There are no distinct datasets.
and
Each tenant has its own data.
seem to conflict? If each tenant has it’s own dataset, then you do have distinct datasets - meaning you never need to query across the entire collection of records? The reason this is important is that sharding works best in circumstances like this - particularly if your access patterns dont exhibit timing based locality.
You can look into mongo’s sharding further, but essentially you’d probably want to shard on whatever your tenancyID is, then ensure you always use that in your query - data for different tenancies will be distributed at random across the replica sets - its quite a bit more complicated than this (with 2 million records per tenancy you’ll almost certainly want to shard on tenancyID + something) but this gives you a start for sure.
The data can be access for any year that has been selected to generate reports.
Will the user always select a specific year? Or can queries span multiple years - if multiple, will they always be adjacent?
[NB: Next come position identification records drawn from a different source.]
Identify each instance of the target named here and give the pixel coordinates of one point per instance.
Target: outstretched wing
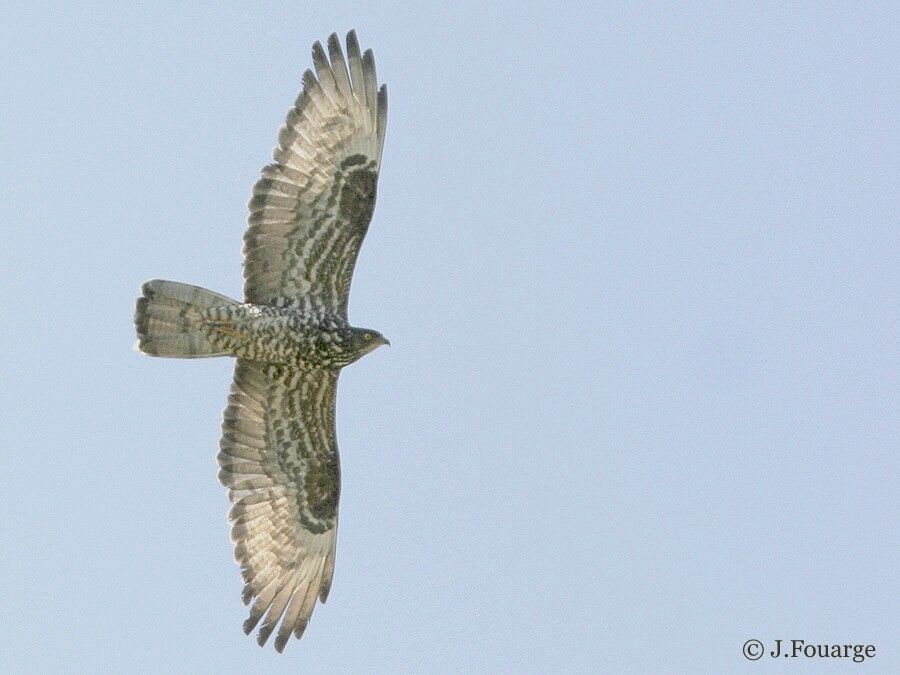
(311, 209)
(279, 460)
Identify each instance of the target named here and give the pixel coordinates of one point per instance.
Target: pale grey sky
(639, 267)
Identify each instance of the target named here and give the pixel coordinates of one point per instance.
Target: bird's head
(365, 340)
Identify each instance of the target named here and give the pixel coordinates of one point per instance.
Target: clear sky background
(639, 267)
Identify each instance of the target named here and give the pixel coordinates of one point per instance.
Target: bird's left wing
(311, 209)
(279, 460)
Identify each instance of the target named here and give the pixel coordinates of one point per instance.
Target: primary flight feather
(309, 213)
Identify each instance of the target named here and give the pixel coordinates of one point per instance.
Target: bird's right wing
(311, 209)
(279, 460)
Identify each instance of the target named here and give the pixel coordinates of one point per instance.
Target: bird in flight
(309, 212)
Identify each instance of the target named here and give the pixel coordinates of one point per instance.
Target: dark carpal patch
(358, 197)
(322, 485)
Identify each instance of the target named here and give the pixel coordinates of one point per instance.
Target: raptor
(309, 213)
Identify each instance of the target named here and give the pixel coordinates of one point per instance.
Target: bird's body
(309, 213)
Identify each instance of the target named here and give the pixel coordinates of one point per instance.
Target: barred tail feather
(168, 318)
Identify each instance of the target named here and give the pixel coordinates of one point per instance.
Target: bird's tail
(169, 318)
Depending on your answers to these questions, year or possibly date/time might make a good component to your shard key.
Atlas’ hosting gets pretty expensive as you move towards sharded clusters, but it’s fairly easy to self-host mongo in AWS (and presumably other cloud providers too).
Continuous rankings and variance calculations will be performed on that datasets
How continuous? On every update, or hourly/daily? The former could get quite cumbersome - depending on how many groupings of rankings you need (total, hourly, daily, etc) - it can make sense to store additional data necessary so you can just apply a delta, rather than re-querying all the data, e.g., instead of storing just the average, store the average + count. This way you can compute a weighted average using just those two values for the old set, and the new set.
One last question is what’s the distribution of your updates? You mentioned around 1k per minute, will those be across all your tenancies? Or will you have some “hot” tenancies?